ФАУ-1 заявились очень скоро после вторжения. В первый раз она увидела ракету, когда они с Полли вполне безмятежно пропалывали садик позади дома. Звучал сигнал воздушной тревоги, и они слышали, как в отдалении вели огонь зенитки: было похоже на звуки пробок, выходящих из бутылок. Потом они разглядели что-то похожее на очень маленький самолет, очень быстро сам собою пролетавший над головами, что было необычно.

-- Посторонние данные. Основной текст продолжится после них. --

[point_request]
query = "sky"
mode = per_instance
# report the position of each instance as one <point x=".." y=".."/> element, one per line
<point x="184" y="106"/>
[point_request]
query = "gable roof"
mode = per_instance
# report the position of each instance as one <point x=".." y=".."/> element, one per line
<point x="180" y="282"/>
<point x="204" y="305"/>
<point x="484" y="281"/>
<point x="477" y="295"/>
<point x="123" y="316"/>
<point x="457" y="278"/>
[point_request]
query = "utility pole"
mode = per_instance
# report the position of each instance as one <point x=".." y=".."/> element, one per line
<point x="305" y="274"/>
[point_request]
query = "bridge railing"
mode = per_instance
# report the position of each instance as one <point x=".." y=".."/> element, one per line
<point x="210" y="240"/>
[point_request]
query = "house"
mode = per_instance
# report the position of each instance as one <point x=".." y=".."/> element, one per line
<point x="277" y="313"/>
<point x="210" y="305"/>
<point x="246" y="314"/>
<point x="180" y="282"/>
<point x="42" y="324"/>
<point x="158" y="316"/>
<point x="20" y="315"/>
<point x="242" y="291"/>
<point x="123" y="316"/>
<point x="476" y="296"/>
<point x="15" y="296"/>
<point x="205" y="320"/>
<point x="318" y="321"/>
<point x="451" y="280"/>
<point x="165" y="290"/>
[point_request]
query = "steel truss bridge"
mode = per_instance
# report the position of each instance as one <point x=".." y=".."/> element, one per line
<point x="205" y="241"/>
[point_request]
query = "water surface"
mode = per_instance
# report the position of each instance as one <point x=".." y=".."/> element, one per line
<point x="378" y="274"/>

– Он горит, – сказала Полли, и Клэри увидела пламя, рвавшееся у него из хвоста.
– Это не может быть бомбардировщик, – заметила она, – слишком маленький.
Было что-то загадочно бесчеловечное в том, как летел «самолетик», ничуть не отклоняясь от курса. Он удалился у них из виду, звук двигателей делался все тише и тише, пока совсем не пропал. Но вскоре после этого раздался грохот взрыва.
– По крайней мере одна бомба у него была, – сказала Полли.
В последовавшие дни было много беспилотников, самолетов-снарядов, как их называли, и все привыкли к их негромкому механическому реву, выучились замирать от страха в тот миг, когда двигатель смолкал, потому что это означало, что самолет-снаряд вот-вот рухнет со своей начинкой из взрывчатки.